Perhaps Rina Sawayama’s studies of politics, psychology and sociology in college encouraged her to make music that magnifies the marginalized person’s experience in the world, or maybe it was the fact that Sawayama has many identities herself. Regardless of the assumptions, the Japanese-born singer-songwriter has made these issues pertinent to many of her fans.
Story by Miles Eackles
Earlier this year, Sawayama released single “Cherry” from her upcoming untitled debut album. Shedding light on bisexuality and pansexuality, Sawayama wanted to make sure the message in the song was accurate and representative of the bi/pan community. “I didn’t want to further stigmatize the bi or pan community, or queer people in general,” Sawayama said in an interview for Billboard. “But the messages I got from fans, and from people saying they came out because of me, it’s all very emotional.”

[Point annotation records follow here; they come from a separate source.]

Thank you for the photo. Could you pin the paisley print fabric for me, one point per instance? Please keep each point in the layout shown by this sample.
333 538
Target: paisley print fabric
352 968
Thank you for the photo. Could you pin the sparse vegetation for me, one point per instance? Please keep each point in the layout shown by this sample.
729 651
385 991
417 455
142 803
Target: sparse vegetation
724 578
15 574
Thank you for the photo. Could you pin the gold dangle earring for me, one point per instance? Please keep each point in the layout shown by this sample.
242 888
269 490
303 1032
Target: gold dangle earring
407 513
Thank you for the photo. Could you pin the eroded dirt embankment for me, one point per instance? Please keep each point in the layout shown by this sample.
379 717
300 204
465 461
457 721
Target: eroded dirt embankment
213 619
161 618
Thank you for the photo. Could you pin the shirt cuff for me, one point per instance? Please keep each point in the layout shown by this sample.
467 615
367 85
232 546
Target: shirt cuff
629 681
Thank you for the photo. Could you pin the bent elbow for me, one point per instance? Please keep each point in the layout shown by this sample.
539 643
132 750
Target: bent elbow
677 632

Bisexual and pansexual people often face invalidation from both the heterosexual and homosexual community for not “making up their mind” and being “greedy.” Often, many people are hesitant to date such people who inhabit this identity due to the anxiety of their partner cheating on them with someone of the opposite sex. According to a study in the Journal of Bisexuality, “gays and lesbians had nearly identical prejudice against bisexuals as heterosexuals.” In the upbeat track “Cherry,” the often ignored and stigmatized group in the LGBTQ community is given recognition and validated.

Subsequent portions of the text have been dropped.